Leonotis said nothing.
He turned his back on the mesmerizing coffin, walking to the nearest Baobab tree.
Its massive trunk was cool to the touch. He closed his eyes, pressing his palms against the bark.
He reached out with his mind, sending a tendril of green energy from his root-sword into the tree's roots, listening for the quiet hum of its centuries of memory.
At first, there was only silence. Then a whisper began to stir in his mind.
It was a story told in rustling leaves and creaking branches, a fragmented memory of a great sorcerer's ambition.
He opened his eyes and turned back to his friends, a haunted look on his face.
"His name was Bekeel," Leonotis said. "The trees remember him."
Low scoffed. "Since when could you talk to trees?"
"No, listen," Jacqueline urged, sensing the shift in Leonotis's demeanor. "What did they say?"

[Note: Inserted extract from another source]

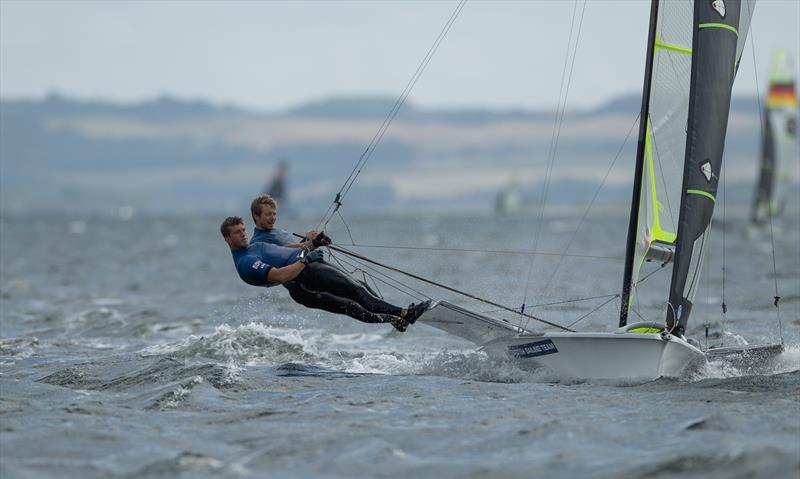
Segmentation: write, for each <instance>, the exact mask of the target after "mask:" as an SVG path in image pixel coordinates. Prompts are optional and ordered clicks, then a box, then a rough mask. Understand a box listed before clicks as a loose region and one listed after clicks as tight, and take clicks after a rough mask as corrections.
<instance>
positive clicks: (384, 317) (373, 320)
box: [284, 281, 408, 331]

Leonotis looked back at the coffin, his gaze fixed on the glowing gems.
"They said he was a sorcerer who sought eternal life. He believed he could make death beautiful, a thing to be desired. He crafted this coffin from the bones of ancient creatures, thinking it would grant him immortality."
Zombiel tilted his head. "Did it work?"
"No," he said, shaking his head slowly. "It didn't give him life. It turned out to be a cage. The trees call it a lonely slumber… a prison. He is still here, inside the coffin, trapped. His soul is shackled forever."
The words hung in the air, heavy and cold.
The coffin was no longer just a beautiful, terrifying object. It was a tomb, holding a powerful, suffering soul.
Jacqueline took a step back, a hand flying to her mouth.
"A prison," she breathed, the word a confirmation of her own fears. "I knew it. I felt it. The magic is so strong it's like a cage, keeping everything inside from ever getting out. We have to leave."
Her fear was palpable.
But Zombiel edged closer to the coffin, his wide, red eyes fixed on the pulsing runes.
A faint smile touched his lips. "But think of the power," he whispered, his voice hushed with awe. "You wouldn't need to be scared of death. It'd be like a gentle sleep."
He reached a hand out.
A low growl rumbled in Low's chest, a sound that started deep in her throat and vibrated through the silent square.
Her hands flexed and unflexed, a faint feral gleam appearing in her eyes.
The malevolence of the coffin, its beautiful insidious lie, was a poison to her animalistic curse. It amplified her inner struggle, turning her fear into pure, untamed rage.
"That's not what death is. It just wants to take us, too! We have to smash it. Now. Before it takes us all."
Her instincts screamed for destruction.
"Wait!" Leonotis pleaded, stepping between Low and the coffin. "Bekeel's still trapped in there. Smashing it would kill him."
"It's not an answer, Zombiel," Jacqueline said, trying to sound calm. "It's a curse. A lonely, endless one. Bekeel didn't transcend death; he just got stuck in it."
"But it's so pretty," Zombiel insisted, his hand trembling inches from the coffin. "It promises peace."
"It's a lie!" Low roared, her muscles coiling. She lunged forward.
Leonotis slammed the tip of his root-sword into the ground.
Thick green vines erupted from the soil, lashing around Low's legs and arms, binding her.
Low fought the vines, her feral strength straining against the magical bonds.
Zombiel stared at the writhing vegetation and the beautiful, still coffin.
Jacqueline watched, ready to stop him.
Low's roars echoed off the crumbling walls of the village huts, the thorny vines holding her fast.
"Let me go! We have to smash it!" she snarled, eyes wild with feral hatred for the coffin's deadly lie.
"We can't just attack it!" Jacqueline argued, voice trembling. She stood protectively in front of Zombiel, who was still mesmerized.
"We may not get the chance to," Leonotis said, his voice grim. He had sensed the shift in the air a moment ago, the sudden, sharp change in the magical energy humming beneath the ground.
The sudden change prickled the skin on their necks.
The ground trembled, the faintest pulse of power humming beneath the earth.
Jacqueline felt it first: the magic, like a rising tide pulling at everything around them.
Low's eyes flashed to the statues.
For a moment, nothing moved.
Then the Adze's stone wings creaked.